Bob observó su propio cuerpo y también la sombra que proyectaba sobre el suelo... "Claro, tengo sombra, ¿qué hay
de malo en eso?", pensó. Bob se disponía a comenzar una argumentación cuando notó que no había ninguna sombra a los pies
de su interlocutor. Agitó una mano y luego la otra para comprobar si su sombra obedecía. Efectivamente: Bob tenía sombra
y aquel habitante no.
El habitante seguía con el mismo rostro impávido de siempre.
— ¿Cómo es posible? —le preguntó Bob—. ¡Parece perfectamente normal!
—Voy a mostrarle algo, terrícola.
El extraño hizo un movimiento parecido a un giro.
— ¿Qué tiene de raro? —dijo Bob—. Usted acaba de dar un giro de trescientos sesenta grados.

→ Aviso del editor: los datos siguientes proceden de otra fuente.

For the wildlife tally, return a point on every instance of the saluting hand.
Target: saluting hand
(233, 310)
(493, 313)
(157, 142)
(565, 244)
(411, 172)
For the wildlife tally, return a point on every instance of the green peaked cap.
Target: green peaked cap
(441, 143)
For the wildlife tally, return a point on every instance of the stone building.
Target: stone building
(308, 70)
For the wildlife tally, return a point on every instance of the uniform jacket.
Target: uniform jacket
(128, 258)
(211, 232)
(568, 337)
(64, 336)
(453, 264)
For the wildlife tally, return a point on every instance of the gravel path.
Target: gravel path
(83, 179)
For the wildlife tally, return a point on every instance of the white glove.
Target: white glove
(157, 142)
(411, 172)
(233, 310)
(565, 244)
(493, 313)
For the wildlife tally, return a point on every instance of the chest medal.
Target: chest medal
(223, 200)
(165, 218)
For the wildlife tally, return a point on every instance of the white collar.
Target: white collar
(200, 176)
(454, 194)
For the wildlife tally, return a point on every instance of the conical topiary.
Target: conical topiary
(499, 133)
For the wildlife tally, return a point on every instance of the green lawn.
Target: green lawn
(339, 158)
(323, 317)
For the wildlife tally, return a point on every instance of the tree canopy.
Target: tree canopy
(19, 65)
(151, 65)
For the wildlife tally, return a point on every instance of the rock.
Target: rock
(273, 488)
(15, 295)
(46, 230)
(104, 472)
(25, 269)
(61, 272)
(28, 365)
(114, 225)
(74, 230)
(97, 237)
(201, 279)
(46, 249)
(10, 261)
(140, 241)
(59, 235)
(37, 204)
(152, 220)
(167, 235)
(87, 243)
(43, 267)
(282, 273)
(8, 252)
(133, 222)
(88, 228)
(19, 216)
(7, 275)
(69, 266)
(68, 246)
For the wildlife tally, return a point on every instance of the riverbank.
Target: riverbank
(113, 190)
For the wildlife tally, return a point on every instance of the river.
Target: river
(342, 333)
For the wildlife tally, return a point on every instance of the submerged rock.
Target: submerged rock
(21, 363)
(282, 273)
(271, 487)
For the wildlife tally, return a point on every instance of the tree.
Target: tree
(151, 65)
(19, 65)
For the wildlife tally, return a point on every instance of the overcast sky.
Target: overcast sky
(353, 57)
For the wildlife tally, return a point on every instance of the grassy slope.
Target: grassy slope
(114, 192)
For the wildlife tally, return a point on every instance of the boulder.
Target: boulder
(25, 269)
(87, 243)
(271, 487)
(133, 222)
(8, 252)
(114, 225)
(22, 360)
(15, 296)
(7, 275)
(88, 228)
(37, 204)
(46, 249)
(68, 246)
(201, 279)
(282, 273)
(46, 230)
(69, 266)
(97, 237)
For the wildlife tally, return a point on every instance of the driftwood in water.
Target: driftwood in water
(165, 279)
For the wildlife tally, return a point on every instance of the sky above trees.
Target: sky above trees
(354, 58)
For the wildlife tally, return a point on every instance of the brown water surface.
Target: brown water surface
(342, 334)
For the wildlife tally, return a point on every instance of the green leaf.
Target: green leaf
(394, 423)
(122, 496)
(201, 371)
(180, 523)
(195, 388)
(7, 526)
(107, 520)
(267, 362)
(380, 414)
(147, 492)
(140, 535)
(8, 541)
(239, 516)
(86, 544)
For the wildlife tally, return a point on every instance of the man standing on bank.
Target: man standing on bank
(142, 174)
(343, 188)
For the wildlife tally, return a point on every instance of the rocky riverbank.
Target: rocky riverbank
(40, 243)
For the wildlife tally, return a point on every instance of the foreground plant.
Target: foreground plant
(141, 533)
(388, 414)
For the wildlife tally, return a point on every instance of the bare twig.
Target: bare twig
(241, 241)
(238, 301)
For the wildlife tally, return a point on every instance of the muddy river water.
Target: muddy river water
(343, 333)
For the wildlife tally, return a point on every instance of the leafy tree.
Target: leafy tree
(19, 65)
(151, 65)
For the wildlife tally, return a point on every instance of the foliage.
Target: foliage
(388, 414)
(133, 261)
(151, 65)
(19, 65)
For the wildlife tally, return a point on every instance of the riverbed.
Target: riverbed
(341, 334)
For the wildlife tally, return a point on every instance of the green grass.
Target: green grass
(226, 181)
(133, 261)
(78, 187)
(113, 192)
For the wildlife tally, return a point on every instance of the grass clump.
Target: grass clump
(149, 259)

—Se equivoca. Ésta es mi espalda. ¿Ve? —Volvió a girar—. Y este es mi frente.
Bob reconoció que aquel ser era exactamente igual se lo mirara desde donde se lo mirase. "Tiene dos dimensiones",
concluyó Bob.
—Usted tiene un lado oscuro, nosotros no.

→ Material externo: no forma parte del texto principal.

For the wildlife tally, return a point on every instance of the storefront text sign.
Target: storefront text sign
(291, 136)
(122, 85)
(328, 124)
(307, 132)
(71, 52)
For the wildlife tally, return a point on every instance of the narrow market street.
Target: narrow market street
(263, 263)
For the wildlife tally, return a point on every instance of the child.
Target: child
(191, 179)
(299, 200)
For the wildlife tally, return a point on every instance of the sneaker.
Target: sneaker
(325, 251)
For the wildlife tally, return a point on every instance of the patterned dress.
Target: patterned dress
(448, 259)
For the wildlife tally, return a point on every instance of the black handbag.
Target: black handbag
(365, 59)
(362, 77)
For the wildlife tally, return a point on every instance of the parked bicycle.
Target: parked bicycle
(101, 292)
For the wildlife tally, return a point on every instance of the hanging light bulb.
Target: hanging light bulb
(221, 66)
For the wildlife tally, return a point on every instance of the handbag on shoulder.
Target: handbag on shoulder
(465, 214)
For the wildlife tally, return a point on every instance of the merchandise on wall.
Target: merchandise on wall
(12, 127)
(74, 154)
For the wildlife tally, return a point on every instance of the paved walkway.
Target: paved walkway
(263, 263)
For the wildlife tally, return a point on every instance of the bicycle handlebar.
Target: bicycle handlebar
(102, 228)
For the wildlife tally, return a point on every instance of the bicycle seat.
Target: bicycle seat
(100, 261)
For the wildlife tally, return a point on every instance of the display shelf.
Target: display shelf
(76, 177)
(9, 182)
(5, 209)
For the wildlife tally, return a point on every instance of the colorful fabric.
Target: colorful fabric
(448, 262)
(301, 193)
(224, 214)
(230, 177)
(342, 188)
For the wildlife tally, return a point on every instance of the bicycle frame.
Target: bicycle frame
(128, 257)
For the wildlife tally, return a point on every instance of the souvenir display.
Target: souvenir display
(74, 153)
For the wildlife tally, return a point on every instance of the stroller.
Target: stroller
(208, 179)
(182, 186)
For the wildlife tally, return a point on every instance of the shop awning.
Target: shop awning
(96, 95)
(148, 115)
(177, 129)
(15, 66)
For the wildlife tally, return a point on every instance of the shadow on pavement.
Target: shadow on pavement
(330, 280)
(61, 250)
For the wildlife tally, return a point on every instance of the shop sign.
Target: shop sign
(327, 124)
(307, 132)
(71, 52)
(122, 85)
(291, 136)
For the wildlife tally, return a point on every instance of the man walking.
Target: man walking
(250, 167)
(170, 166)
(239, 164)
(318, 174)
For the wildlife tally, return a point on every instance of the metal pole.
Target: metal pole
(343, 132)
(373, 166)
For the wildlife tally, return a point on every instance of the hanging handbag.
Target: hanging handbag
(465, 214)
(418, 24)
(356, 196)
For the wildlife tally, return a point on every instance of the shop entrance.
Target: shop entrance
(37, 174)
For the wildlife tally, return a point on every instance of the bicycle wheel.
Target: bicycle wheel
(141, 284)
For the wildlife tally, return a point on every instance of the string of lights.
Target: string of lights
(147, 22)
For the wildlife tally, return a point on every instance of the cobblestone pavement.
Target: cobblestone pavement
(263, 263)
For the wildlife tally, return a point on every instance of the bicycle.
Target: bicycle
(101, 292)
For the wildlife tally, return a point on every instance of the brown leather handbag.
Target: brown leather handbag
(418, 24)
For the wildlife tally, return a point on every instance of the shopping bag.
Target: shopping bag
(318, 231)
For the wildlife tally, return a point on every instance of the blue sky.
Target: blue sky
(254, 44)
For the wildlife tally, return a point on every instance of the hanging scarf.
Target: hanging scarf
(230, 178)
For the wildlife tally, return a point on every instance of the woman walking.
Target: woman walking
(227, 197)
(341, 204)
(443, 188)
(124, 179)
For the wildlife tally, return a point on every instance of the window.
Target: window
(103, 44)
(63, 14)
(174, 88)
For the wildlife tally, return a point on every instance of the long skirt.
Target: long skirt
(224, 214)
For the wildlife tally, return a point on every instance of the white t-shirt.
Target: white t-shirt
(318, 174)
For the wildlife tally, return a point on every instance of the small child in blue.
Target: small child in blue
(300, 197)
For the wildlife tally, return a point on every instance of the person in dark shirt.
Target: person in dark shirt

—Pero... ¿Qué tiene de malo eso? Somos diferentes, eso es todo.
—No es tan simple, terrícola. Ustedes tienen dobles vidas, mienten, son misteriosos e impredecibles. Además hacen preguntas por cualquier
tontería. Esto aquí no está bien visto. En este sitio todo es claro, todo es transparente. Sabemos todo acerca todos, desde que nacen hasta que
mueren. Nuestra vida es... literal. Tan simple como eso.
Por la avenida se acercaba un ómnibus y el ser estiró el brazo.
— ¿Se va? —preguntó Bob.
—Obvio.
El ser subió al ómnibus. A Bob se le dibujó una mueca de desprecio mientras acompañaba con la vista el alejamiento
del vehículo. Dio un último vistazo a su alrededor: miró las casas, los coches, las calles, los semáforos...
Después volvió por donde había venido. En el camino sintió un poco de náuseas. Recordó los gases no reconocidos y
consideró que tal vez fueran la causa.
Subió a la nave y clausuró la escotilla disponiéndose a partir.
—Bob reportándose a Base. ¿Me escucha Base?
—Te escucho claro, Bob. ¿Alguna novedad?
—Ninguna Frank, ninguna. Voy de regreso a la Base.
—Entendido, Bob.
—Frank, necesito un nuevo medidor atmosférico; el que tengo se ha roto.
—No hay problema.
Bob despegó, dejando atrás al planetoide, que se parecía una aceituna chata, suspendida en la inmensidad del espacio.
Decidió llamarlo Obvio y, según lo que él opinaba, ahí no había vida.